7 思い

 ご存じのように、高史明(コ・サミョン)先生の息子さんの岡真史(おか・まさふみ)君ですね。12歳で自らいのちを絶たれた。その岡少年が残された詩の一つに「自分」という詩が残されているわけでございますが、その「自分」という詩に、人の脳はよくわかる。人の考えていることはよくわかる。しかし自分の脳は少しもわからないということを書いておられます。

 周りの人に対しては「ああだこうだ」といろいろ言える。批判も言える。だけれども肝心の自分自身は、一向にハッキリしてこない。いったい自分はどう考えているのか。どうすれば満足するのか。結局自分の脳の方がわからないということを詩っておりますが、まさにそういうことですね、決してその岡少年だけの特別な思いというよりは、ある意味で人間みんなそういう思いを抱えて生きているのではないかと、そういうことを思いました。
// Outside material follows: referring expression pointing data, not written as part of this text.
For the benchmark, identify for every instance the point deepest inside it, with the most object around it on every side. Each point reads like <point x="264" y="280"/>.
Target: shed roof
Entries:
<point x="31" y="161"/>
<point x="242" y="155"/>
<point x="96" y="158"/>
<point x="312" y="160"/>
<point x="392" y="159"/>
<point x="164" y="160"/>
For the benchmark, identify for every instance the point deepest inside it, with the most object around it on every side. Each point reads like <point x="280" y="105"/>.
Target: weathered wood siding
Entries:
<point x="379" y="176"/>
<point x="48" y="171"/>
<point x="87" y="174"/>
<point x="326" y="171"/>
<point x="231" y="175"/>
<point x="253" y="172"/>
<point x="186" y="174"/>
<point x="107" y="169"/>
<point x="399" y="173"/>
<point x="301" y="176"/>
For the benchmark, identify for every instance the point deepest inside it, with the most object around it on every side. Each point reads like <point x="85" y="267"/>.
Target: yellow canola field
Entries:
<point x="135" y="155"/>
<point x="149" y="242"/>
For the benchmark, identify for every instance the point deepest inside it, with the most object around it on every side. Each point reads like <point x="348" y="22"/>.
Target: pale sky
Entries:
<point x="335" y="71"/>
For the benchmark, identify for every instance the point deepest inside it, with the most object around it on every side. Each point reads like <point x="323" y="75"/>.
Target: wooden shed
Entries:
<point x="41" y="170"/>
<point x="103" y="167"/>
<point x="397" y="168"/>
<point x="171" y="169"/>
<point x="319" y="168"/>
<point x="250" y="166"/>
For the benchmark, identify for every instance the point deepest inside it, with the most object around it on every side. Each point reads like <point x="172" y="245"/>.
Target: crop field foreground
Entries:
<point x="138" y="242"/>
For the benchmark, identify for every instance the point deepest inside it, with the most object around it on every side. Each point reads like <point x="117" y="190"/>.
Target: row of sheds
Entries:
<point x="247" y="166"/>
 そして、その自分というものを私どもが、思いのところだけで生き始めますと、思いの行き詰まりはそのまま人生の行き詰まりになってしまいます。思いは必ず行き詰まるのですね。この世の中、私の思いで作った世界ではございませんから、その私の思いで作った世界でないこの人生を、自分の思いで生きようとしたら必ず行き詰まる。その行き詰まった時にそれでもうすべて終わりと、思いが行き詰まったことがそのままいのちの、人生の終わり。そういうことになってしまう。だけれども思いなんてものは、もう一ついえば理性なんてものは、いのちのほんの一部分なのですね。私どもは理性こそ大切と思って、理性の限りを尽くして生きてきております。またその力で今日の文化を築いてまいりました。

 だけれども、理性というものがいのちの表面的な、ほんの一部のはたらきだということを私は17年前に死にました母親から教えられました。私の母親は、いわゆる老人性痴呆症でした。ほんとにあの3年余りは、それこそ体験なさった方でないとわからない苦しみでございました。